I don’t know about you, but I think the internet is outrageously useful for pursuing and perusing the objects of nostalgia. I love finding emulators of video games I used to play, searching for tv programmes, cartoons, and films I used to watch, generally mincing down the memory-superhighway. [what the fuck is a superhighway anyway? have you ever seen one? I haven't even heard of one, except as a metaphor].
Finding this stuff brings back memories really sharply, like catching a whiff of a distinctive smell of an old home or haunt or else.
Anyhow, whilst browsing Youtube the other night I was disgusted to find this abasement of a treasured institution of many of our childhoods, which actually made me weep like an orphaned lamb.
Although on second thoughts, a lot of eighties stuff for kids was pretty disturbing without any modern day fiddling:
It is just like that neo-con nightmare: a spontaneous, nationwide terror-cell uprising.
Every year, all on the same day for some bizarre reason, ants grow big and sprout wings. And bugger each other in mid-air. Here the terrorist comparison ends.
Any way, the spectacle is faintly gruesome, as the sight hoards of insects appearing to your eye always seems to be. But ants are ‘clean’ insects, and not bad eating so who cares?
The answer to that seems to be ‘young children’. Let’s be sexist about it: young boys, they love playing with insects.
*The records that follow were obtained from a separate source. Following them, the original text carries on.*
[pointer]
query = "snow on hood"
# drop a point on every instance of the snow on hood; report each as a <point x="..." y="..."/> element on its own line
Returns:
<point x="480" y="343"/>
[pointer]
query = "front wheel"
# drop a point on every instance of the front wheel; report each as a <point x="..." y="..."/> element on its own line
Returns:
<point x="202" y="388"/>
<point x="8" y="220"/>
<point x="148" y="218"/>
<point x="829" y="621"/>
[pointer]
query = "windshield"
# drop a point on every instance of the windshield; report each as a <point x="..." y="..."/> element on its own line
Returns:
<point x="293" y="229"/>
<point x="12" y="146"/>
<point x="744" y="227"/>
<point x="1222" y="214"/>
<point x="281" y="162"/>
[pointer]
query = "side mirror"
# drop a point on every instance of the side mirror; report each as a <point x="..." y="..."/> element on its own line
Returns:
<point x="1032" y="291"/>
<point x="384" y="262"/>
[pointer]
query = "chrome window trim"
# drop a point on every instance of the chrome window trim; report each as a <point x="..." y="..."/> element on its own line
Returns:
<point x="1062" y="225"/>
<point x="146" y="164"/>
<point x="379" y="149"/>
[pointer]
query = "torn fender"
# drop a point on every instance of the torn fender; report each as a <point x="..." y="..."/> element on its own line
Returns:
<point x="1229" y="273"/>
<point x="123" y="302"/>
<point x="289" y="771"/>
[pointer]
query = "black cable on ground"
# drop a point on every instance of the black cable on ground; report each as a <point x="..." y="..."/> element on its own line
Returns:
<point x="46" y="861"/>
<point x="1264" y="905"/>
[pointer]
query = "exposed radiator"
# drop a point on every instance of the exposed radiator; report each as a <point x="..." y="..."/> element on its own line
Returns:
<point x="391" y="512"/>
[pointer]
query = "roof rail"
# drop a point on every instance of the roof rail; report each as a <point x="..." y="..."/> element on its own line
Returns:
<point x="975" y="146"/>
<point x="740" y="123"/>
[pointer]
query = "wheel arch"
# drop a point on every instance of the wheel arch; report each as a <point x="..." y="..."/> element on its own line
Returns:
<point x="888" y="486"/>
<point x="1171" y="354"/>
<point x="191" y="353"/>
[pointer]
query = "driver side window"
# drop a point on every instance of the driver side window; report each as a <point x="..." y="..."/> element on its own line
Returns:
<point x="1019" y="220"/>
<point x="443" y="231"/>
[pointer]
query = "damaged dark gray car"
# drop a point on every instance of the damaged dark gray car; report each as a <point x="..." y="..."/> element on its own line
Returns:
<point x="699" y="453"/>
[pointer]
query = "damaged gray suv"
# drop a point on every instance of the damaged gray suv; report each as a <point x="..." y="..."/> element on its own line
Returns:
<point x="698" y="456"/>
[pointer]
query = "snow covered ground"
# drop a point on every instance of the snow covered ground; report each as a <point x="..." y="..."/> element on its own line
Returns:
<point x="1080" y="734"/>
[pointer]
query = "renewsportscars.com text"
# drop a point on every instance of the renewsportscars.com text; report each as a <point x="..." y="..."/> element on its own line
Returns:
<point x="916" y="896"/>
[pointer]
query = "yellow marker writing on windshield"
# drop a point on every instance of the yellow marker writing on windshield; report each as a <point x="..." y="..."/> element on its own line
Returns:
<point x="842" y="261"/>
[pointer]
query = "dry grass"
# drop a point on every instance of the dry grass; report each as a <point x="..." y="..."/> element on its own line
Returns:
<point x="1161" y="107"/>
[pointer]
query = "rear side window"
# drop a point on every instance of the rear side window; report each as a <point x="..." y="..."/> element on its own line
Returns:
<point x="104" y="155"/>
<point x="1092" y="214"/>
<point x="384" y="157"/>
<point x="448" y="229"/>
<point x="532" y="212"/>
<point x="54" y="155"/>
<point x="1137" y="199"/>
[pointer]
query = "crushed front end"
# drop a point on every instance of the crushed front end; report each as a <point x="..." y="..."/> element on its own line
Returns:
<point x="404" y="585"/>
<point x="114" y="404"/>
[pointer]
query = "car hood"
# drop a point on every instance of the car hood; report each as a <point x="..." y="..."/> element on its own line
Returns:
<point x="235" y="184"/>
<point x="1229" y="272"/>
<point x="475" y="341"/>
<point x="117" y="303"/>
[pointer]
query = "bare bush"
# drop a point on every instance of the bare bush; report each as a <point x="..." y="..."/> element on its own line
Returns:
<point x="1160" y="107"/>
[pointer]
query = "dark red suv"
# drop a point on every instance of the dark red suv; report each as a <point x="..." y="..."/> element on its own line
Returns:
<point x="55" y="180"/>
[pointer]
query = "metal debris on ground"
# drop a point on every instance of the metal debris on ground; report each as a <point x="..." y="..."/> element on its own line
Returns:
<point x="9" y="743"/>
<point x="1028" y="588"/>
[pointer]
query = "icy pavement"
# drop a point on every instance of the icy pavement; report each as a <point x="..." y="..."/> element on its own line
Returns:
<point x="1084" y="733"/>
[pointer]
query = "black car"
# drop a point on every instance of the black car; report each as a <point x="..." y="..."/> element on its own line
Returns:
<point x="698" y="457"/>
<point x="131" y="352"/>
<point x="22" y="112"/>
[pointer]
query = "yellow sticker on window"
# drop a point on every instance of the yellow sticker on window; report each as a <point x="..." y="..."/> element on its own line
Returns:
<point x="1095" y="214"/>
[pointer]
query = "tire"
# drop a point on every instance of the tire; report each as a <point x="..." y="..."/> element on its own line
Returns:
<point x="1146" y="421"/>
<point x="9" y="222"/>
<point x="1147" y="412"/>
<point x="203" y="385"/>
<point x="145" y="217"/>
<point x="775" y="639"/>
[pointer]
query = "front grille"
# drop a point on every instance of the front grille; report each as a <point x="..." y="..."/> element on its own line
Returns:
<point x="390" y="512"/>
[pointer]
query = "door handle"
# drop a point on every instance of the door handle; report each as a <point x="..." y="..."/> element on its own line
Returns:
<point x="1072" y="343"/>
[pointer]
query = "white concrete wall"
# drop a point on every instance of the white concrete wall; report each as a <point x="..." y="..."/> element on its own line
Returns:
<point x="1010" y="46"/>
I used to when I was a kid and so did these young tikes in West Kensington the other day:
I know what you’re thinking, and yes it is always a risky business taking photos of children in public. One minute you are photographing your son learning to play football, the next minute there are people holding candles singing ‘burn the stinking nonce’ outside your house. Anyway, these kids were fascinated by a nest of flying ants, and were evidently considering the best way to kill them. One of them was clearly not playing ball:
“Do you believe in God?” he cried mightily
“Yes” replied his colleague
“Well then, why are you killing one of God’s creatures? HA!”
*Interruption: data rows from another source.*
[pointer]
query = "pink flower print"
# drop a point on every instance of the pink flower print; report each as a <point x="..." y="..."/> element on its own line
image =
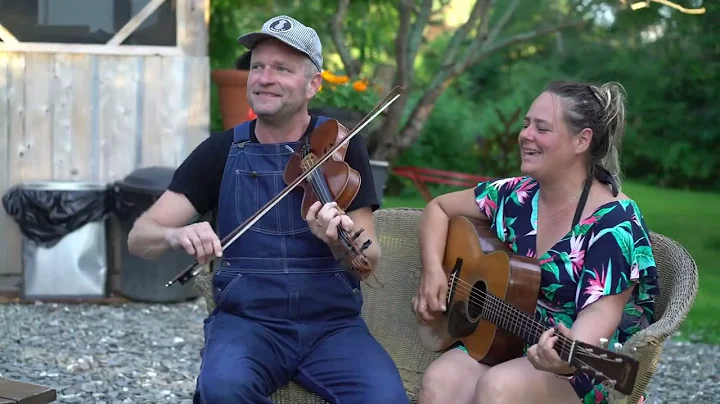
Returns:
<point x="577" y="254"/>
<point x="522" y="192"/>
<point x="546" y="260"/>
<point x="596" y="287"/>
<point x="511" y="182"/>
<point x="487" y="206"/>
<point x="591" y="220"/>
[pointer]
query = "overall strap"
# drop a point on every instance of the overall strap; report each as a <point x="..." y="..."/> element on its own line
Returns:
<point x="241" y="132"/>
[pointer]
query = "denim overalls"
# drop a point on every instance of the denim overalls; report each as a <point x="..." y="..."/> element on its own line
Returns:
<point x="286" y="309"/>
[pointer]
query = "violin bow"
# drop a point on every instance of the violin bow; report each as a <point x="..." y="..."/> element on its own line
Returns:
<point x="194" y="269"/>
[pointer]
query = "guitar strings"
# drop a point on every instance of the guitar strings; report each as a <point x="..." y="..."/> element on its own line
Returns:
<point x="521" y="315"/>
<point x="497" y="303"/>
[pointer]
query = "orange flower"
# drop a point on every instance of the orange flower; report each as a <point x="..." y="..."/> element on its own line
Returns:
<point x="360" y="86"/>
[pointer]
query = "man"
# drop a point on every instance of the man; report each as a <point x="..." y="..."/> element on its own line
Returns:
<point x="287" y="309"/>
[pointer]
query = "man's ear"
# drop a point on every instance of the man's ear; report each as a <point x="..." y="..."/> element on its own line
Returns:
<point x="583" y="140"/>
<point x="314" y="84"/>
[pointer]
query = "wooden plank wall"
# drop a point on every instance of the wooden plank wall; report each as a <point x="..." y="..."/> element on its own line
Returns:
<point x="68" y="116"/>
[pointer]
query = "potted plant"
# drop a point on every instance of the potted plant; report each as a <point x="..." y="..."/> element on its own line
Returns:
<point x="232" y="92"/>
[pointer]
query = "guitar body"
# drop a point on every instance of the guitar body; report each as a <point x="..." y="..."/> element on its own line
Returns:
<point x="481" y="263"/>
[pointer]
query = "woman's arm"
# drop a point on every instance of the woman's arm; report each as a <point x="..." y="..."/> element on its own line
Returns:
<point x="434" y="224"/>
<point x="432" y="291"/>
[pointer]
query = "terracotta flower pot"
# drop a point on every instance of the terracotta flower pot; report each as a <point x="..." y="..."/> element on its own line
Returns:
<point x="232" y="91"/>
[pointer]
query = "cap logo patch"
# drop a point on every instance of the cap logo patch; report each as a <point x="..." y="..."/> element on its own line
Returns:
<point x="280" y="25"/>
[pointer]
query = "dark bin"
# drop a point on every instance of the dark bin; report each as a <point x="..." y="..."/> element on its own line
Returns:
<point x="63" y="226"/>
<point x="144" y="279"/>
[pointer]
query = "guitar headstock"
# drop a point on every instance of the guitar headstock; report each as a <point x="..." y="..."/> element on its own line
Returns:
<point x="614" y="369"/>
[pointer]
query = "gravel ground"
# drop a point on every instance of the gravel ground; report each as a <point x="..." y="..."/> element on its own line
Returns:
<point x="137" y="353"/>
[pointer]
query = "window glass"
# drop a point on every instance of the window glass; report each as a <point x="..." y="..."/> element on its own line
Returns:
<point x="86" y="21"/>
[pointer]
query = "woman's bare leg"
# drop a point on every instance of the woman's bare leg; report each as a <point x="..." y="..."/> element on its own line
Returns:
<point x="451" y="378"/>
<point x="517" y="381"/>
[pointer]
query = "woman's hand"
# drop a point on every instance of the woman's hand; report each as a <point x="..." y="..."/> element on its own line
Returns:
<point x="542" y="355"/>
<point x="323" y="221"/>
<point x="431" y="295"/>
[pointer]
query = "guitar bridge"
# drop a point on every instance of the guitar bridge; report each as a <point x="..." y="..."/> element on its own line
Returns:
<point x="452" y="281"/>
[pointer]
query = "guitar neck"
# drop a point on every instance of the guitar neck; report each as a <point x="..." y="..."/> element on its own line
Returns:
<point x="516" y="322"/>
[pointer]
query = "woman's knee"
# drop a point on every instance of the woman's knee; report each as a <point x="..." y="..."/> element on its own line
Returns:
<point x="496" y="385"/>
<point x="452" y="375"/>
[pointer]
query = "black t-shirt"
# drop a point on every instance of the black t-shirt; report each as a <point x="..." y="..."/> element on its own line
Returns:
<point x="200" y="175"/>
I really liked the ‘HA!’. It was worthy of Torquemada. Bloody hell, you just want to go and kill some ants after a hard day’s work and then someone goes and brings God into it.
But as Gloucester reminds us in King Lear, the gods have their fun too:
As flies to wanton boys are we to th’ gods,
They kill us for their sport.
I was going to discuss it with the boys. But, having already taken a photograph, discussing poetry with them was sure to get me lynched by a gang of scally mirror readers. Anyhow they were more interested in their new game whose rules they were just perfecting. It involved killing the ants with a bottle and a ball, a kind of cross between cricket and divine wrath. I wonder what to-hand items gods use to sport with us? Perhaps a wad of torn-off cloud and the odd aeroplane.